WENDERS: No, the black and white idea brought a whole wealth of memories. It does evoke Cuba, of course, and it does evoke that fantastic music. One of my favorite black and white films of all time is called I am Cuba. It does involve a whole lifestyle— something to dream yourself into today.

ENAMORADO: At Interview, we shoot a lot of black and white, so we love that medium. Do you feel like that brings an iconic feeling to the piece?

WENDERS: It can make things so much more stylish. It’s almost scary how stylish things can look if you take the color out—how much more you see the essence of things and how much more something can appear elegant.

ENAMORADO: Was there something also included in the fashion in films of that era that you reacted to and wanted to bring to life?

WENDERS: We looked at all these great ladies and that wardrobe of the Italian cinema of the ’50s and ’60s. These were all great fashion icons. Also the men—their suits, their shoes. Accents in these films were so important; the flip of a cigarette or the way they put on their sunglasses. There’s nothing more beautiful than the cars of that period.  It was great to spend at least one day in that universe. We made the movie in just one day.  

ENAMORADO: How much, beforehand, did you research or prep? What was the process leading up to that one day?
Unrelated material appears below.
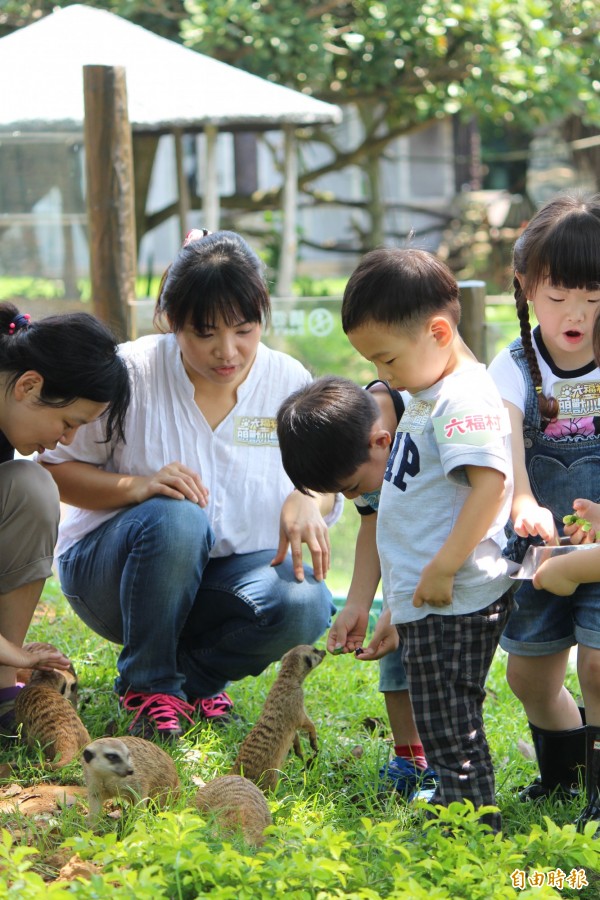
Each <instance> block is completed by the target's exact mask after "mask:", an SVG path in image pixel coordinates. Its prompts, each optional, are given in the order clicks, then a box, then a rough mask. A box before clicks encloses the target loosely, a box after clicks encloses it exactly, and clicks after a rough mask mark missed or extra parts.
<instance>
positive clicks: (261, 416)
mask: <svg viewBox="0 0 600 900" xmlns="http://www.w3.org/2000/svg"><path fill="white" fill-rule="evenodd" d="M270 308H271V307H270V298H269V293H268V289H267V285H266V281H265V278H264V274H263V267H262V263H261V262H260V259H259V258H258V256H257V255H256V253H255V252H254V251H253V250H252V249H251V248H250V247H249V246H248V244H247V243H246V242H245V241H244V240H243V238H241V237H240V236H239V235H238V234H235V233H234V232H230V231H218V232H215V233H214V234H208V233H207V232H205V231H200V230H197V231H194V232H192V233H191V234H190V235H188V237H187V239H186V241H185V243H184V245H183V247H182V248H181V250H180V251H179V253H178V254H177V256H176V258H175V260H174V262H173V264H172V265H171V266H170V267H169V269H168V270H167V272H166V273H165V275H164V277H163V280H162V284H161V288H160V293H159V298H158V303H157V308H156V321H157V324H158V325H159V328H160V330H161V331H162V332H163V333H161V334H152V335H148V336H145V337H141V338H138V340H136V341H131V342H130V343H128V344H124V345H123V346H122V348H121V352H122V354H123V355H124V357H125V358H126V359H127V360H128V361H129V362H130V364H131V366H132V367H133V370H134V372H135V375H134V395H133V400H132V404H131V408H130V411H129V413H128V416H127V423H126V437H127V443H126V444H125V443H124V442H123V441H121V440H119V439H115V440H113V441H112V443H111V445H110V446H109V447H106V448H105V447H102V445H99V444H98V442H97V435H96V426H95V425H89V426H86V427H85V428H82V429H81V431H80V432H79V434H78V435H77V438H76V439H75V440H74V441H73V443H72V444H71V445H70V446H69V447H64V446H63V447H59V448H58V449H57V450H55V451H54V452H53V453H49V454H46V455H45V456H44V461H45V464H46V465H48V464H51V465H48V468H49V470H50V471H51V472H52V474H53V476H54V478H55V479H56V482H57V484H58V486H59V489H60V493H61V497H62V498H63V500H65V501H66V502H67V503H69V504H71V505H72V506H74V507H77V509H76V510H75V511H74V514H73V515H72V516H71V517H70V518H69V519H66V520H65V521H64V522H63V523H61V529H60V535H59V541H58V546H57V557H58V563H57V565H58V570H59V575H60V581H61V585H62V588H63V591H64V592H65V594H66V596H67V598H68V599H69V602H70V603H71V605H72V607H73V608H74V609H75V611H76V612H77V613H78V615H79V616H80V617H81V618H82V619H83V620H84V622H86V623H87V624H88V625H89V626H90V628H93V629H94V631H96V632H98V633H99V634H101V635H102V636H103V637H105V638H107V639H108V640H111V641H113V642H115V643H118V644H121V645H122V650H121V653H120V655H119V659H118V662H117V669H118V677H117V679H116V682H115V689H116V693H117V695H118V697H119V700H120V703H121V705H122V707H123V709H124V710H125V711H127V712H130V713H131V715H132V720H131V723H130V728H131V730H132V732H133V734H137V735H140V736H142V737H147V738H148V737H149V738H154V737H159V738H161V739H166V740H172V739H176V738H178V737H179V736H180V735H181V734H182V733H183V731H184V730H187V729H188V728H190V727H192V726H193V725H194V724H195V723H196V722H197V721H209V722H210V723H212V724H213V725H217V724H218V723H220V724H225V723H226V722H227V721H230V720H231V718H232V712H231V707H232V706H233V701H232V699H231V697H230V696H229V695H228V694H227V692H226V690H225V689H226V687H227V685H228V684H229V683H230V682H231V681H237V680H239V679H241V678H245V677H246V676H248V675H258V674H259V673H260V672H262V671H263V669H265V668H266V666H268V665H269V663H271V662H273V661H275V660H278V659H280V658H281V657H282V655H283V654H284V653H285V652H286V651H287V650H289V649H290V648H291V647H293V646H295V645H297V644H308V643H312V642H313V641H315V640H316V639H317V638H318V637H319V636H320V635H321V634H323V632H324V631H325V629H326V628H327V626H328V625H329V620H330V616H331V613H332V611H333V606H332V602H331V595H330V593H329V590H328V589H327V587H326V586H325V583H324V581H323V579H324V576H325V574H326V572H327V569H328V566H329V538H328V532H327V524H328V522H327V521H326V519H325V518H324V516H323V514H328V513H329V512H330V511H331V507H332V498H331V497H316V496H305V495H304V494H301V493H300V492H299V491H294V490H293V485H292V483H291V481H290V480H289V478H288V477H287V475H286V474H285V471H284V469H283V465H282V462H281V454H280V452H279V445H278V443H277V430H276V415H277V410H278V408H279V405H280V404H281V402H282V401H283V400H284V399H285V398H286V397H287V396H288V394H290V393H291V392H292V391H294V390H297V389H298V388H299V387H302V386H303V385H305V384H306V383H307V382H308V381H310V380H311V376H310V374H309V372H308V371H307V370H306V369H305V368H304V366H302V365H301V364H300V363H299V362H298V361H297V360H295V359H293V358H292V357H290V356H288V355H287V354H284V353H279V352H277V351H275V350H271V349H269V348H268V347H266V346H265V345H264V344H262V343H261V340H260V338H261V333H262V327H263V325H264V324H266V323H267V322H268V319H269V314H270ZM339 506H341V502H340V504H338V506H337V507H336V508H337V509H339ZM333 518H335V516H334V517H333ZM329 521H331V519H329ZM303 542H304V543H306V544H307V545H308V547H309V550H310V552H311V555H312V563H313V568H312V570H311V569H310V568H309V567H308V566H306V567H305V566H304V565H303V561H302V544H303ZM289 545H291V548H292V553H291V555H290V554H288V552H287V550H288V546H289Z"/></svg>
WENDERS: You have to be well prepared. I looked at lots of films and photographs, especially photographs. It’s in these photographs that I recognized the power and importance of paparazzo. I remember that even my first impression of Italian cinema was pictures by these paparazzi because my mom was reading all of these trash magazines with paparazzo pictures. That was before I saw an Italian movie—I was too young, but I saw all those photographs. So I liked the idea of the paparazzi. It seemed like it was such a crucial character. Of course today we don’t have any need for paparazzi because we’re our own paparazzi with our phones and the selfie. At the time, these guys filled an important social function. It was also funny to dream of the idea and this little love story that has this twist. I discovered this more or less in all the photographs I looked at and all the research we did on the period and the hundreds and hundreds of photographs of actors and film sets. Then, slowly, it started to shape up.

ENAMORADO: Do you remember the first Italian film that stayed with you?

WENDERS: One of the first, even though I was a little too young for it, was La Dolce Vita. Then I was old enough to see these films myself. L’Avventura was a great discovery. (1963)—all the great classic films. Then I also discovered the great neorealistic films of Vittorio De Sica, the real masterpieces. Miracle in Milan (1951) is one of the greatest movies of all time.